Image to text, also known as image captioning, allows you to obtain descriptive text prompts based on uploaded or previously generated images. This process is instrumental in generating textual descriptions that can be used to create additional images or provide detailed insights into visual content.

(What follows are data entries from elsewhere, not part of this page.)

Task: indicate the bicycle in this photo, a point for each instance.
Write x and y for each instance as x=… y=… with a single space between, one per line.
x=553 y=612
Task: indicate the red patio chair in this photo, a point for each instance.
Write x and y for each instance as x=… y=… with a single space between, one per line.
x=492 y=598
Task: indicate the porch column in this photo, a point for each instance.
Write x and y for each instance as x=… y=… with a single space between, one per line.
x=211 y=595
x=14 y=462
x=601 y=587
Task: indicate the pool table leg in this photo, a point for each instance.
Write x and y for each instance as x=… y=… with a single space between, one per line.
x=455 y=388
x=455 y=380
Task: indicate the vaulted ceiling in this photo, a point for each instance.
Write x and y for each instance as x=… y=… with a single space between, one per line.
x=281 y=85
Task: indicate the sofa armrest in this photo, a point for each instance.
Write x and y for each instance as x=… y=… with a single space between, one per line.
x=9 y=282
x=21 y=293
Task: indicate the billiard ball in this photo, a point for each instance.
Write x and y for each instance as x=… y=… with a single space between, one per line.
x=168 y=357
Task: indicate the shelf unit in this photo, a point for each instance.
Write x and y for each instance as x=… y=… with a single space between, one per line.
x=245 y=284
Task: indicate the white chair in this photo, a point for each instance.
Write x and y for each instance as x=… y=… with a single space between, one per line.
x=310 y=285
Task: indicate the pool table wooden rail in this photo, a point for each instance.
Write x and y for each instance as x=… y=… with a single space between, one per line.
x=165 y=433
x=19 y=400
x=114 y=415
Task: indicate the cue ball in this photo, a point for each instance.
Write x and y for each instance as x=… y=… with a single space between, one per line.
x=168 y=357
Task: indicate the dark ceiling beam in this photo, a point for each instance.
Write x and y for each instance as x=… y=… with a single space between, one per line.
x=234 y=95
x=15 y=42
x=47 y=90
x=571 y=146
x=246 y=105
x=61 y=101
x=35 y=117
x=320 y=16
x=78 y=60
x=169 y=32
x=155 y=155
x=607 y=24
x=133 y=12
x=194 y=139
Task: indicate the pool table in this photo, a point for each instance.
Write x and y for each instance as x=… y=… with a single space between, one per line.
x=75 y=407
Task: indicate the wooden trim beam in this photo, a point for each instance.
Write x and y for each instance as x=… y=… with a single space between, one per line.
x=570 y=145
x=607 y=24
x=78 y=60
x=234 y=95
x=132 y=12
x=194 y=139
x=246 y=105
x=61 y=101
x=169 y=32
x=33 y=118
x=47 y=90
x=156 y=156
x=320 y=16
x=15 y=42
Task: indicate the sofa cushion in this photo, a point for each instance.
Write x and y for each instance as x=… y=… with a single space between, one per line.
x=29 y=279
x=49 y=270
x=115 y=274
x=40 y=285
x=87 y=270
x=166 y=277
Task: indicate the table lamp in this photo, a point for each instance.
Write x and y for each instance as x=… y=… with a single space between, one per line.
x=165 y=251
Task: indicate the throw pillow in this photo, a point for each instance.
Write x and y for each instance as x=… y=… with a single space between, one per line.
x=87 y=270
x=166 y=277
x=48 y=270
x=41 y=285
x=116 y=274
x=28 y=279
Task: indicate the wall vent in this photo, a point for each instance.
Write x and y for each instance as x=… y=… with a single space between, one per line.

Image to text requests must have the following format:
[
{
"taskType": "imageCaption",
"taskUUID": "f0a5574f-d653-47f1-ab42-e2c1631f1a47",
"inputImage": "5788104a-1ca7-4b7e-8a16-b27b57e86f87"
}
]| Parameter | Type | Description |
|---|---|---|
| taskType | string | Must be set to "imageCaption" for this operation. |
| taskUUID | UUIDv4 string | Unique identifier for the task, used to match async responses. |
| inputImage | UUIDv4 string | The UUID of the image to be analyzed. Can be from an uploaded or generated image. |
| includeCost | boolean | Optional. If set to true, the response will include the cost of the operation. |
Results will be delivered in the following format:
{
"data": [
{
"taskType": "imageCaption",
"taskUUID": "f0a5574f-d653-47f1-ab42-e2c1631f1a47",
"text": "arafed troll in the jungle with a backpack and a stick, cgi animation, cinematic movie image, gremlin, pixie character, nvidia promotional image, park background, with lots of scumbling, hollywood promotional image, on island, chesley, green fog, post-nuclear",
"cost": 0
}
]
}| Parameter | Type | Description |
|---|---|---|
| taskType | string | The type of task, in this case "imageCaption". |
| taskUUID | UUIDv4 string | The unique identifier matching the original request. |
| text | string | The resulting text prompt from analyzing the image. |
| cost | number | The cost of the operation (included if includeCost was set to true). |